VILLA consists of 40 triangles, connected with star-shaped elements manufactured with a 3D printer. Although the geometry looks simple, it is very complex. It takes six different elements to connect all these triangles. I don’t know of any industrial process that could have done this in any other way, without making a lamp that immediately becomes unaffordable and unmanageable.
If you look closely, you can see that I used a 3D printer. It’s in the small, sometimes rough edges, very small deviations that seem to be alive, just like with handicrafts. No two parts are 100% alike. Of course this is also because this technique is still in its infancy. Forgive me for not wanting to wait for the perfection of this technique, otherwise I would never have been able to make VILLA.
Freedom of design
But what I like most is the freedom that 3D printing offers you within the design process. You can afford solutions that otherwise would never be possible.

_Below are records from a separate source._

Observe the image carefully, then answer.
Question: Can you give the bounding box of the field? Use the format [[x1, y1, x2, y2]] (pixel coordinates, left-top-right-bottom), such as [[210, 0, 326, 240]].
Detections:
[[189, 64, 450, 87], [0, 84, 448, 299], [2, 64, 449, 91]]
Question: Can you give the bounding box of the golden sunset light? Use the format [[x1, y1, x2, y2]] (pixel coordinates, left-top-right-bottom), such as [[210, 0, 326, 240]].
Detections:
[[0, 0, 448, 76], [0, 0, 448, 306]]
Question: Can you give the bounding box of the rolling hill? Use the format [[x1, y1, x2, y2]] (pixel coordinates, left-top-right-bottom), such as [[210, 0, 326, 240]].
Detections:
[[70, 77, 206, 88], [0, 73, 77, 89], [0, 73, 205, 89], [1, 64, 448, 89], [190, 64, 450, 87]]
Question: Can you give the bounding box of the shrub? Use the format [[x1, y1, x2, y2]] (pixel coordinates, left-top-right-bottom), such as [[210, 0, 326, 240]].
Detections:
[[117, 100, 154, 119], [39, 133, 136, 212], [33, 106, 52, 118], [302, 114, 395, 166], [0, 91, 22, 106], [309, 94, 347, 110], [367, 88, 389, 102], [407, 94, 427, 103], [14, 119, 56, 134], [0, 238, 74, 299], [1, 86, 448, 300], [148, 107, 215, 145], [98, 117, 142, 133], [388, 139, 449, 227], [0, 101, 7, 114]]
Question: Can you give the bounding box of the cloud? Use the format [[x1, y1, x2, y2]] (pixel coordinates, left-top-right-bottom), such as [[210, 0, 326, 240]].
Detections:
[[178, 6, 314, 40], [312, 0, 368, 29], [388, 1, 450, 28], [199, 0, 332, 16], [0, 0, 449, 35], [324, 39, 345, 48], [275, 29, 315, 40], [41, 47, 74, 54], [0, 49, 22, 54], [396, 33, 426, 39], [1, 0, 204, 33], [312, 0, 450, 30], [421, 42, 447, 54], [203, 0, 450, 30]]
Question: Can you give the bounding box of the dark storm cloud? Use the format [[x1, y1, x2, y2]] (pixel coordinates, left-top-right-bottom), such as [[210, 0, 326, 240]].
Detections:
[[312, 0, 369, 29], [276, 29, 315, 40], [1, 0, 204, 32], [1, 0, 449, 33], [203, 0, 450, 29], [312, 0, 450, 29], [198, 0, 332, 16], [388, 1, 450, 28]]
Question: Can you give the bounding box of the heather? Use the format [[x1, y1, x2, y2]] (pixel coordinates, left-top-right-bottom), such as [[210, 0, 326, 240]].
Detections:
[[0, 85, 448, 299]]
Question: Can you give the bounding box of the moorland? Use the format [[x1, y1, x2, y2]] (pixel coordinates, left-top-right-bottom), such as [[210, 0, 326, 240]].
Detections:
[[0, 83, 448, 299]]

However, there is also a pitfall. And that is that you keep perfecting endlessly. After all, you can make each copy a little bit different, a little bit better, more beautiful or stronger. Each product stands on its own, because the circulation is always ‘1’. They call this continuous engineering. So, you have to choose the moment it is finished and resist the temptation to keep perfecting. Because every designer knows, striving for perfection is like a strict mistress, but the idea that a product is never finished is unbearable.